Policies tend to be about the quickest, most direct route to an outcome. Human life–and in particular modern life, of which driving is a major component–is about the journey. That individuals who may have been approaching their wit’s end would get back on the road to capture a shred of pre-pandemic normalcy is unsurprising. Also predictable is that some would, unwisely, take advantage of less congestion.
And in case this seems like a sentimental take, without economic implications: the cost of fatal and otherwise severe accidents in 2020, the cascade of which occurred during lockdowns, is estimated at $474 billion. And with almost 5 million injuries stemming from those accidents, there are additional, unseen costs: livelihoods inexorably altered due to lost transportation and serious injuries. Higher insurance costs. And all of those costs collide with higher auto repair costs, which in turn are being caused by supply chains desperately struggling to regain their pre-pandemic capacities.

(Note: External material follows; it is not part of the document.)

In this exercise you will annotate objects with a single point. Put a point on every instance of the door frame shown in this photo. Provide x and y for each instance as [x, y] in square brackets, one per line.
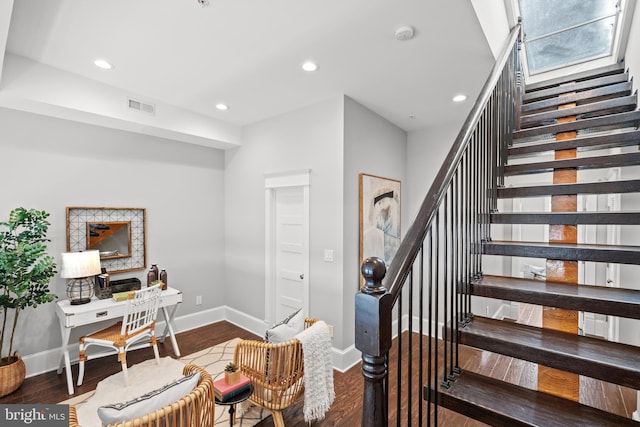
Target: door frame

More traffic on the road: more accidents. Less traffic on the road: more accidents. The circumstances surrounding each are different, of course, but vindicate the contention that everything around us, every facet of our networked, interactive existences, is precariously balanced. Perturbations, large or small, and whether deriving from natural or manmade interposings may and do lead to upheaval. The social fabric is pervasive but shockingly attenuated, and there are inevitable human and economic costs to deranging it.